Perhaps we should have known it was going to be great from the very start. Or at least from the point when they started meeting as division rivals 12 seasons ago. The Seahawks versus the Forty Niners has developed into a rivalry that sits atop the NFL in terms of the ABC’s of such things: animosity, bitterness, and chatter. I expect the field on Sunday to resemble a Jerry Springer studio audience. It’s going to be a non-stop yap fest out there, which brings up an interesting point: this rivalry started with the written, not spoken, word.
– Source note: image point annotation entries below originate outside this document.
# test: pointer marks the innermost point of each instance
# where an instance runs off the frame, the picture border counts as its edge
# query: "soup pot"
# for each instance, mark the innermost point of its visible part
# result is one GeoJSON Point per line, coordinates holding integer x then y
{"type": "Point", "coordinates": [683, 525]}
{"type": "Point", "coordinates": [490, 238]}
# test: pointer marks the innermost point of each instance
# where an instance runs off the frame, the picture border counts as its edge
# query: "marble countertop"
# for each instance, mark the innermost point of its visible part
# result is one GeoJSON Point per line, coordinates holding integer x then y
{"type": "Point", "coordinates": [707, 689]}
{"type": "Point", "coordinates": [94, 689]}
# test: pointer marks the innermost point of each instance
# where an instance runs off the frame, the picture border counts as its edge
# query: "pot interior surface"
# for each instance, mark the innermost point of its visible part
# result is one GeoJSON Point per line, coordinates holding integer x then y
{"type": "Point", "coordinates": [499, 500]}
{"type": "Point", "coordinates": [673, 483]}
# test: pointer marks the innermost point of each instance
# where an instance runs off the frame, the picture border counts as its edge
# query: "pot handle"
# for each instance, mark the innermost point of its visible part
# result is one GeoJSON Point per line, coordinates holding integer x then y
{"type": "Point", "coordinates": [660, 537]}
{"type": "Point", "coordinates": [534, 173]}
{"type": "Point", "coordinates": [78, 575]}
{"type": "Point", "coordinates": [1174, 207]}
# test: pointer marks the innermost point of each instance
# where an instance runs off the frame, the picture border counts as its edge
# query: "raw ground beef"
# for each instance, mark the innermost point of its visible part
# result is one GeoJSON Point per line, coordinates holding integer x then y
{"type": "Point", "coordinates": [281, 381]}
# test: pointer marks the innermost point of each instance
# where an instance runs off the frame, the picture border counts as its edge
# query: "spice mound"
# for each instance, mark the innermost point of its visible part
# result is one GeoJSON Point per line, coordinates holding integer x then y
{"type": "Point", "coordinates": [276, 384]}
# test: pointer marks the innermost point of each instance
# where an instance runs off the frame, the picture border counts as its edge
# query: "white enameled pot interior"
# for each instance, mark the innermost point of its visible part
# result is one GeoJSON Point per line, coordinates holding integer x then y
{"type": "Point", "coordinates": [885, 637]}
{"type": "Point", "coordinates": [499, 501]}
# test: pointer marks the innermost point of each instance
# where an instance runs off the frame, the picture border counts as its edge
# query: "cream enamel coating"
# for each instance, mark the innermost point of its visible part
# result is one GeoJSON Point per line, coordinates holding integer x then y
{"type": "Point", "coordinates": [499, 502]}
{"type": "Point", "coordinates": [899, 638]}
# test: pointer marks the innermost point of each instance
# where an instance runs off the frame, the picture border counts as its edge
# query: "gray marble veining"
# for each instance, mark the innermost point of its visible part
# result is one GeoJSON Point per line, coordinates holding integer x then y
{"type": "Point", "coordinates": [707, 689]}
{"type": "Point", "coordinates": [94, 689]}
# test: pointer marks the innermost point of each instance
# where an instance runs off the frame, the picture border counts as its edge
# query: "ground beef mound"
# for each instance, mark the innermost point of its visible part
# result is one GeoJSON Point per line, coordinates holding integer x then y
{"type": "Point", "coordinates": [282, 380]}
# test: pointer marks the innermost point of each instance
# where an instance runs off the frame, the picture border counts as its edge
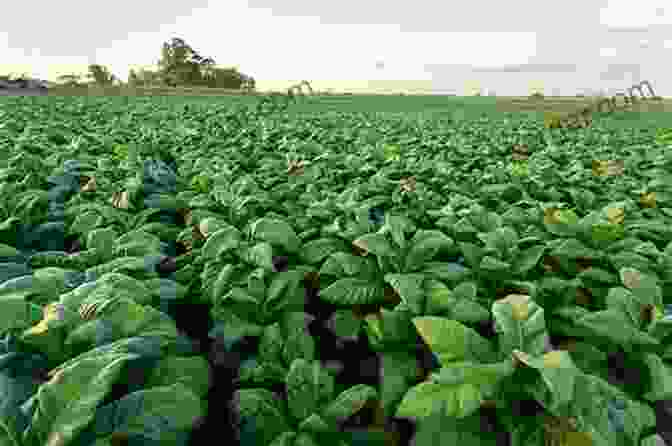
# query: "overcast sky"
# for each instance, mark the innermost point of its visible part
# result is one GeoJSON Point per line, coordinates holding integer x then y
{"type": "Point", "coordinates": [509, 48]}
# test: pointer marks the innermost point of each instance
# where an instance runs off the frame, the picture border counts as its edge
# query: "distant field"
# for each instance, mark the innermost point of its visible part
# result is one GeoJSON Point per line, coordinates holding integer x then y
{"type": "Point", "coordinates": [426, 105]}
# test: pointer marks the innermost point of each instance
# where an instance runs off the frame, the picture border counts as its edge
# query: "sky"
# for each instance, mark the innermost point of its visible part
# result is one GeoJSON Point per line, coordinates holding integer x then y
{"type": "Point", "coordinates": [508, 48]}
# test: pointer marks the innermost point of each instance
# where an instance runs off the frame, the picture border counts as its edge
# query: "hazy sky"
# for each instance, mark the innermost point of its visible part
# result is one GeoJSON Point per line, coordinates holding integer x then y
{"type": "Point", "coordinates": [508, 47]}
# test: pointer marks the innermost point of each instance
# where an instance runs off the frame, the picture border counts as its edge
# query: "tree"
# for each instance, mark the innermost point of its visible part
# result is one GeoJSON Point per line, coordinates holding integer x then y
{"type": "Point", "coordinates": [71, 80]}
{"type": "Point", "coordinates": [133, 78]}
{"type": "Point", "coordinates": [101, 75]}
{"type": "Point", "coordinates": [180, 64]}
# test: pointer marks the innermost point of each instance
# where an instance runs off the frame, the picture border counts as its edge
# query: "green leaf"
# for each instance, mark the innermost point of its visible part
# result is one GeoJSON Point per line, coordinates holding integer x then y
{"type": "Point", "coordinates": [451, 341]}
{"type": "Point", "coordinates": [260, 255]}
{"type": "Point", "coordinates": [555, 388]}
{"type": "Point", "coordinates": [309, 388]}
{"type": "Point", "coordinates": [528, 259]}
{"type": "Point", "coordinates": [276, 232]}
{"type": "Point", "coordinates": [68, 402]}
{"type": "Point", "coordinates": [224, 239]}
{"type": "Point", "coordinates": [317, 250]}
{"type": "Point", "coordinates": [340, 263]}
{"type": "Point", "coordinates": [424, 246]}
{"type": "Point", "coordinates": [348, 403]}
{"type": "Point", "coordinates": [352, 291]}
{"type": "Point", "coordinates": [425, 398]}
{"type": "Point", "coordinates": [448, 271]}
{"type": "Point", "coordinates": [192, 372]}
{"type": "Point", "coordinates": [376, 244]}
{"type": "Point", "coordinates": [261, 407]}
{"type": "Point", "coordinates": [520, 324]}
{"type": "Point", "coordinates": [472, 254]}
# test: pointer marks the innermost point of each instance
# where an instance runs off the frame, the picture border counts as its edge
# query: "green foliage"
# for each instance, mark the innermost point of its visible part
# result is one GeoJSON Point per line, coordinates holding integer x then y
{"type": "Point", "coordinates": [493, 254]}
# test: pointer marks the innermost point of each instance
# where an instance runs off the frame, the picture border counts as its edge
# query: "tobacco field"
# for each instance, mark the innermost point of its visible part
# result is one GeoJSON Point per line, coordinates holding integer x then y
{"type": "Point", "coordinates": [177, 271]}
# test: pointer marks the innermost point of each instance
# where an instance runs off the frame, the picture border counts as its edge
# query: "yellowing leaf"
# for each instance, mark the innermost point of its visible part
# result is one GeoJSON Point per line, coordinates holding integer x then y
{"type": "Point", "coordinates": [608, 168]}
{"type": "Point", "coordinates": [615, 215]}
{"type": "Point", "coordinates": [631, 277]}
{"type": "Point", "coordinates": [648, 200]}
{"type": "Point", "coordinates": [555, 216]}
{"type": "Point", "coordinates": [553, 359]}
{"type": "Point", "coordinates": [519, 306]}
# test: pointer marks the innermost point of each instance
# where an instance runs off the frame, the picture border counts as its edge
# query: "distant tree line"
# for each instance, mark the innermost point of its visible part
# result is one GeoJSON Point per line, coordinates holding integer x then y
{"type": "Point", "coordinates": [179, 66]}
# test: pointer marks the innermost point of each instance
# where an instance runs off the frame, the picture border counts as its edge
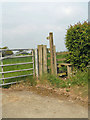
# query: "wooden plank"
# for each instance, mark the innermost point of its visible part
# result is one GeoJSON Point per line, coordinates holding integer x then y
{"type": "Point", "coordinates": [2, 67]}
{"type": "Point", "coordinates": [69, 70]}
{"type": "Point", "coordinates": [62, 59]}
{"type": "Point", "coordinates": [40, 53]}
{"type": "Point", "coordinates": [36, 62]}
{"type": "Point", "coordinates": [45, 58]}
{"type": "Point", "coordinates": [16, 64]}
{"type": "Point", "coordinates": [65, 64]}
{"type": "Point", "coordinates": [49, 67]}
{"type": "Point", "coordinates": [61, 74]}
{"type": "Point", "coordinates": [16, 57]}
{"type": "Point", "coordinates": [15, 77]}
{"type": "Point", "coordinates": [55, 61]}
{"type": "Point", "coordinates": [16, 71]}
{"type": "Point", "coordinates": [48, 49]}
{"type": "Point", "coordinates": [51, 52]}
{"type": "Point", "coordinates": [33, 63]}
{"type": "Point", "coordinates": [14, 49]}
{"type": "Point", "coordinates": [62, 53]}
{"type": "Point", "coordinates": [48, 58]}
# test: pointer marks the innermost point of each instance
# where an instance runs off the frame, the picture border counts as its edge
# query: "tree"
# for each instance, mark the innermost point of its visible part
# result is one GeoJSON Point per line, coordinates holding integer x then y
{"type": "Point", "coordinates": [77, 43]}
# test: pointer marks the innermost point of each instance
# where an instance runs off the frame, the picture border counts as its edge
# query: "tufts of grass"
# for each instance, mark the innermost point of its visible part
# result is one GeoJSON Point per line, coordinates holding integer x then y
{"type": "Point", "coordinates": [80, 78]}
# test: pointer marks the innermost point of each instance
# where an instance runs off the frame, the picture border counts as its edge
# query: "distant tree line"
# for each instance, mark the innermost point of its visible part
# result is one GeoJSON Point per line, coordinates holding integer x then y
{"type": "Point", "coordinates": [6, 53]}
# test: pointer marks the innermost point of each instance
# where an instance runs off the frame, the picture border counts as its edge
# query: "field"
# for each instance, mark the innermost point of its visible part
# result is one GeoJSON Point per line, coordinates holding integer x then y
{"type": "Point", "coordinates": [19, 67]}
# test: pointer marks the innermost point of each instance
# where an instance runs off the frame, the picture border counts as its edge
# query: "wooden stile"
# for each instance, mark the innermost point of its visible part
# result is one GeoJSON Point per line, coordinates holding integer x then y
{"type": "Point", "coordinates": [44, 58]}
{"type": "Point", "coordinates": [51, 52]}
{"type": "Point", "coordinates": [36, 61]}
{"type": "Point", "coordinates": [40, 52]}
{"type": "Point", "coordinates": [55, 62]}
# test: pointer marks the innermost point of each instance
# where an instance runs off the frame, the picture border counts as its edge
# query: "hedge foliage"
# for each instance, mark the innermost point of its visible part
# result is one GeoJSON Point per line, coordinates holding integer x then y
{"type": "Point", "coordinates": [77, 43]}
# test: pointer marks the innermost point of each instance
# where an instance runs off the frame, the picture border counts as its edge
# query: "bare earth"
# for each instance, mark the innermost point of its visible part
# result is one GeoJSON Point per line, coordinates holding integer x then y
{"type": "Point", "coordinates": [27, 104]}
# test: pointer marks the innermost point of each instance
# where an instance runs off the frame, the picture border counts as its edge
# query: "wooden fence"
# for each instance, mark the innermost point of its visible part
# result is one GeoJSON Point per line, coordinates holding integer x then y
{"type": "Point", "coordinates": [40, 57]}
{"type": "Point", "coordinates": [15, 55]}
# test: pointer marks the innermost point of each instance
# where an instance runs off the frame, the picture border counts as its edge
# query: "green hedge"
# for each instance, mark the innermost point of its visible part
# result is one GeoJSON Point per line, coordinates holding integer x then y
{"type": "Point", "coordinates": [77, 43]}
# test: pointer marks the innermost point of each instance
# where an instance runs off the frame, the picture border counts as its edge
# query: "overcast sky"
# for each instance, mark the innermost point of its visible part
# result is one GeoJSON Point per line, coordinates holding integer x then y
{"type": "Point", "coordinates": [26, 25]}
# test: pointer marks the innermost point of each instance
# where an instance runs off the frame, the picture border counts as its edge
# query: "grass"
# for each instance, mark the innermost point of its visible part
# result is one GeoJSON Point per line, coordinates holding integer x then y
{"type": "Point", "coordinates": [16, 67]}
{"type": "Point", "coordinates": [79, 79]}
{"type": "Point", "coordinates": [61, 69]}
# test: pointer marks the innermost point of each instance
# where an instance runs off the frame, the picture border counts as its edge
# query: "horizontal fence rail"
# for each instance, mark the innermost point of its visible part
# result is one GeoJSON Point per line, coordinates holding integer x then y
{"type": "Point", "coordinates": [20, 54]}
{"type": "Point", "coordinates": [17, 64]}
{"type": "Point", "coordinates": [16, 57]}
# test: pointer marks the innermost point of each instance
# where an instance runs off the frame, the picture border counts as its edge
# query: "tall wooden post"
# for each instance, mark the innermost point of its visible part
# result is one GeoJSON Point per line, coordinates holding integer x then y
{"type": "Point", "coordinates": [1, 66]}
{"type": "Point", "coordinates": [55, 61]}
{"type": "Point", "coordinates": [36, 61]}
{"type": "Point", "coordinates": [44, 58]}
{"type": "Point", "coordinates": [51, 52]}
{"type": "Point", "coordinates": [40, 55]}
Before they were both members of the NFC West the Seahawks seldom saw their NFL neighbors from the south. They met just six times between 1976 and 2002 and the only real noteworthy memories from those games come courtesy of two NFL Hall of Fame quarterbacks. In 1988 Joe Montana tossed four touchdowns in San Francisco’s 38 to 7 win. Nine years later Warren Moon returned the favor with four scoring strikes in a 38 to 9 Seattle win. (In that game, Moon was replaced in the second half by noted Tacoma mathematician Jon Kitna who put up this numerically interesting stat line: 8 for 8 for 88 yards.)
Then the Houston Texans joined the NFL in 2002. Their arrival lifted the league to 32 teams and owners decided to overhaul the alignment of their league. One of the more noteworthy moves involved Seattle moving from the AFC West back to the NFC West (where they had originally played one season in 1976).
That move was met with much distain in Seattle. Fans were painfully aware that the team at the time, with only three playoff wins in 26 seasons, didn’t exactly have a lot of great history on the field. Now, they felt the one bit of history they did have being ripped away-that being tremendous rivalries with Oakland, Denver, Kansas City, and San Diego.
I remember my old friend and partner at the time Dave Grosby imploring fans to not be too worried about it. “I know you hate the Raiders, and the Broncos,” Groz said time and again, “but believe me if you give it time you will learn to love HATING the Forty Whiners.” Groz was coming from the perspective of a life-long Dallas Cowboys fan. Too many times he saw dream seasons for his star helmet-wearing heroes come to an end at the hands of San Francisco and he loathed the team’s very existence.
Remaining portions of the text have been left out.